East Coast Kitchen Party

Warning: This review may contain spoilers.

East Coast Kitchen Party — A Hootenanny on Stage

Is the East Coast Kitchen Party a play? No. If you were less than generous, could you say the “kitchen party” theme is a bit of a stretch to give the production a justification to be at the theatre? Sure. But is the Kitchen Party a rollicking good time? Absolutely. And, ultimately, the question as to whether it’s a theatre production or just a heck of a good time doesn’t really matter as the Grand Theatre closes its 2022-23 season.

The show, in a nutshell, is a celebration of east coast music performed by four incredibly talented singers/multi-instrumentalists: Karen Lizotte, Celia Owen, Malia Rogers, and Ian Sherwood. The show is set in what’s intended to represent an east coast kitchen — complete with the sink. Buoys hang in the air, instruments hang from every wall, and audience members dot the stage, ostensibly a part of the show.

There is a lot to love about the show. All four artists are incredibly strong and represent three of the four Atlantic provinces: New Brunswick, Nova Scotia, and Prince Edward Island. The four sing, dance, and smile their way through a series of east coast standards, with a couple of Sherwood’s original songs peppered throughout. Their easy-and-free rapport with each other and the crowd are designed to make the audience feel at home. And though the audience’s desire to partake in the audience participation was hit-and-miss during the opening-night performance.

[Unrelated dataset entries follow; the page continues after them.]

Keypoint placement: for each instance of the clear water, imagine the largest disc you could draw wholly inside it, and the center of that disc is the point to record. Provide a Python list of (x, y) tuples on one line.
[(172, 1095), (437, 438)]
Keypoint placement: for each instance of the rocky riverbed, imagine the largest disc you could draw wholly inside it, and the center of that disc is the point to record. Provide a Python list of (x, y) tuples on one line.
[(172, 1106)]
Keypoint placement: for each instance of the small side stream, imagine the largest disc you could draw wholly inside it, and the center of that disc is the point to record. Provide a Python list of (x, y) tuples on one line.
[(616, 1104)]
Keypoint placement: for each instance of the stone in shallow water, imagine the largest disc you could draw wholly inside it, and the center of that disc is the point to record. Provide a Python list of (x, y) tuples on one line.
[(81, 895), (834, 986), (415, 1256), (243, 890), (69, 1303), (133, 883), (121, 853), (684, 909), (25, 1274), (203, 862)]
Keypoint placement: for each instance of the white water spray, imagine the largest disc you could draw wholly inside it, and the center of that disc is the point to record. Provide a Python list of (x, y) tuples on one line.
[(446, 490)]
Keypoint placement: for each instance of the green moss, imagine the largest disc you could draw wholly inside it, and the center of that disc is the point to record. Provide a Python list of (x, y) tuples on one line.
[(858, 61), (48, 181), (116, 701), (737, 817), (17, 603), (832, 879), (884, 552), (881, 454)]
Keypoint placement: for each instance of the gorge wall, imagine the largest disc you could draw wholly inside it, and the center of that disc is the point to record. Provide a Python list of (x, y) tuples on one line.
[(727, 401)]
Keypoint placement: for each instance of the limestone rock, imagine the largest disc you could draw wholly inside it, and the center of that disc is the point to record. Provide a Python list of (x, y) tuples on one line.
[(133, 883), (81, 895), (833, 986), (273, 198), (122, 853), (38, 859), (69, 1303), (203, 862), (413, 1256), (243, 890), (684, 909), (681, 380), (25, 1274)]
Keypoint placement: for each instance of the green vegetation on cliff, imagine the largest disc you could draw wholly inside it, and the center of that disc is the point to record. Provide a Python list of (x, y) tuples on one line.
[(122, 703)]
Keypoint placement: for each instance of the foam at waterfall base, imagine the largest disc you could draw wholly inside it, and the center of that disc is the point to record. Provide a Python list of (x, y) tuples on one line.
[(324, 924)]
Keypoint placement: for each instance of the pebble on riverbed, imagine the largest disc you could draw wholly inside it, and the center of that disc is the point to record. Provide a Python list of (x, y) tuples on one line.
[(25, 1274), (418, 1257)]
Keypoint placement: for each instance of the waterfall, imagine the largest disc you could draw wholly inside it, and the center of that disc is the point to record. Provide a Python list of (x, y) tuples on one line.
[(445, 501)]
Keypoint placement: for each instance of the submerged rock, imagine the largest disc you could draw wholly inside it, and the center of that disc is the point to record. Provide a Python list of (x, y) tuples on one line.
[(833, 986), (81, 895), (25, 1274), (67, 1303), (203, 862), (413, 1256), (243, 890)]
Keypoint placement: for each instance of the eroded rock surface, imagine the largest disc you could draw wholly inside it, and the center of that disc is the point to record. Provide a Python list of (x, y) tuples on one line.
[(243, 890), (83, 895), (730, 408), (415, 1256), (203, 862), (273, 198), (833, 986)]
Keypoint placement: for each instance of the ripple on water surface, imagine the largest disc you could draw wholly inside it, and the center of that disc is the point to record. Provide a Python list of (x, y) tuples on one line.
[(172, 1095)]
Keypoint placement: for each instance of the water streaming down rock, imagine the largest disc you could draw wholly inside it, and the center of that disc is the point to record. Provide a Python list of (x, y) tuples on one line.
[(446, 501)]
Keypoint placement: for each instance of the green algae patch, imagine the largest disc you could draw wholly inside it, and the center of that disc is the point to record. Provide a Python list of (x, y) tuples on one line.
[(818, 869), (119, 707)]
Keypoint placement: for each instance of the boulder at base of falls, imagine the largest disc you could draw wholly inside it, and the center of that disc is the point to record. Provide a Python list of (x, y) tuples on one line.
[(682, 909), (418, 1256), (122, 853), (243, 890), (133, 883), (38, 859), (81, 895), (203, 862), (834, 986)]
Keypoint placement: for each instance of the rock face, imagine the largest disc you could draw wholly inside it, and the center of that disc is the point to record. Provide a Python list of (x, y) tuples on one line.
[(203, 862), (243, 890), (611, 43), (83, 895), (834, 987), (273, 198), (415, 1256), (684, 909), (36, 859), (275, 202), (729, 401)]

Lizotte moves from accordion to piano to flute with ease and whimsical grace. Owen primarily plays the fiddle, but breaks out some percussive tap dancing at key points. Rogers handles most of the percussion, from the hand drum to the cajon, but also takes a turn at the piano and with a mandolin; and while Sherwood mainly focused on the guitar, he also broke out the clarinet and tickled a few ivories during the show.

But where the quartet truly stood out was when they combined their voices. Their harmonizing lifted the show beyond the norm and captivated the crowd.

In the musical director’s notes, Sherwood writes that the “kitchen party was (and continues to be) a way in which folks can pass down the tradition of Celtic songwriting and playing….” And if there was an opportunity lost, it’s that there was plenty of time for a greater dive into the stories and the history behind the music. The transitions were brief and superficial, and the audience really didn’t get a chance to learn much about the music beyond what they already knew.

There were other elements that were interesting, but really added no additional value. The audience members on the stage were just there — they truly didn’t add anything to the show and a few appeared to feel awkward “being watched.” And before the show and at intermission, patrons could walk up on stage and buy a beverage — again, interesting, but ultimately inconsequential.

Again, does this matter? If we were evaluating this as a theatre production, yes. But that’s not what the East Coast Kitchen Party is about. It is truly a celebration of music. It’s a concert, featuring four incredibly talented musicians, playing a bunch of songs that hearken back to Canada’s folk traditions. It’s a toe tapping, hip slapping, sing-along-if-you-know-it experience that truly embraces the collaborative spirit of the traditional kitchen party.

Does it belong on the stage? Who cares? Sometimes, you just need to enjoy the ride and celebrate.